Beyond the scientific point of view, gauging from the philosophical point of view, are we, human beings, really capable of understanding other animals’ feelings? In the book of Zhuangz, from the chapter “Qiu Shui” (Autumn Floods), a story goes as following: Zhuangzi and Huizi were strolling on a bridge over the River Hao. Zhuangzi said, "See how free the fishes leap and dart: that is their happiness." Huizi replied, "Since you are not a fish, how do you know what makes fishes happy?" Zhuangzi said, "Since you are not I, how can you possibly know that I do not know what makes fishes happy?" The discussion between Zhuangzi and Huizi implies a philosophical proposition: how can one understand the feelings of another species? And, is it possible for one to fully understand the feelings of the other person’s?
Hence, the feelings and perceptions of animals’ are unknown to us on the philosophical level. Yet, even though we, humans, cannot fully understand animals’ needs, many of us are determined to “protect” animals and even attempt to stand in their shoes to fight for their rights. For example, human beings try to “protect” animals by all sorts of means and even want to treat them in a more “humane” way. Legally, we have the “Animal Protection Act” to protect animals and to respect their lives. In literature, “animal studies” attempts to connect the ideas of feminist theory, queer theory, and so on to reflect the patriarchal oppression of “the Other” of all sorts in human civilizations in which females, queers, colored races, and animals seem deemed as the inferior minority deprived of subjectivity.
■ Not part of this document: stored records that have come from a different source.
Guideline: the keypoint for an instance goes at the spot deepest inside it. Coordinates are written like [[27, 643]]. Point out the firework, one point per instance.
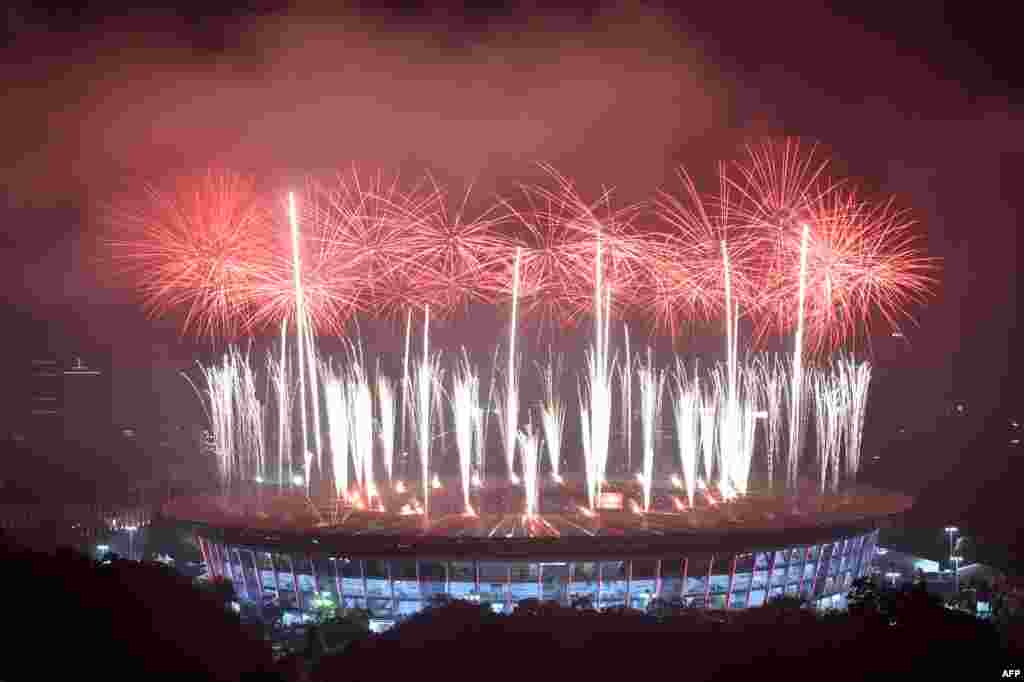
[[386, 402], [338, 415], [199, 246], [651, 387], [855, 379], [553, 417], [565, 232], [696, 275], [426, 395], [278, 374], [529, 446], [360, 432], [773, 383], [465, 408], [828, 413], [595, 393], [510, 415], [626, 384], [452, 260]]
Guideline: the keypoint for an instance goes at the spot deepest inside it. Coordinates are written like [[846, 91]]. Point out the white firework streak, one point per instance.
[[386, 402], [626, 384], [278, 372], [360, 405], [314, 402], [510, 416], [465, 405], [406, 389], [773, 385], [491, 406], [687, 414], [749, 410], [251, 414], [219, 405], [651, 387], [553, 417], [798, 414], [797, 420], [827, 411], [729, 427], [857, 377], [529, 448], [595, 395], [427, 395], [709, 423], [338, 427]]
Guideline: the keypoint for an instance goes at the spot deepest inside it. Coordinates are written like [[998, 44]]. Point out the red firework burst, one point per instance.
[[862, 261], [706, 253], [199, 246]]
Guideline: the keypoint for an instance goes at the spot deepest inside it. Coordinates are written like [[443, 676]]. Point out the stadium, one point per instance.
[[614, 475], [717, 556]]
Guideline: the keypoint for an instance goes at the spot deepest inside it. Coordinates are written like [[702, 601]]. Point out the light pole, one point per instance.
[[951, 530]]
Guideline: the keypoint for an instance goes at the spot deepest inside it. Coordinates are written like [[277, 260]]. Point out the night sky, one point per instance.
[[923, 107]]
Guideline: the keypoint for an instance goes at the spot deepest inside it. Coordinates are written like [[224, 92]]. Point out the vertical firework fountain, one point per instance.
[[465, 408], [529, 448], [595, 394], [626, 382], [300, 326], [360, 432], [510, 414], [856, 377], [426, 398], [278, 371], [797, 414], [338, 427], [772, 381], [651, 387], [386, 402], [687, 414], [553, 418]]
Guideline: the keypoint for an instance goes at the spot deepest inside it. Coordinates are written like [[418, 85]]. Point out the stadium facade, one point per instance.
[[394, 579]]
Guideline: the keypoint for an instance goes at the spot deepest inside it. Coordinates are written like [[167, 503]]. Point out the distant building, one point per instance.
[[64, 399]]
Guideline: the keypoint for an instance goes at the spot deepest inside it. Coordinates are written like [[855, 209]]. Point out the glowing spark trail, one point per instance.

From what has been mentioned above, hopefully it is clear that even though we cannot discern if pets have the need for “sexual pleasure”, we cannot otherwise totally deny it. Hence, if pets really have this sort of need, how should we, as the owners, deal with it? Do we really have the rights to remove the organs in the name of love? Is our control over pets’ bodies being another representation of supremacy? In contrast to human’s case, if there is an adequate contraception method available for pets, is it possible for pets to enjoy the right of “sex”? Is there any chance for us to sympathize with animals regarding their sexual desire?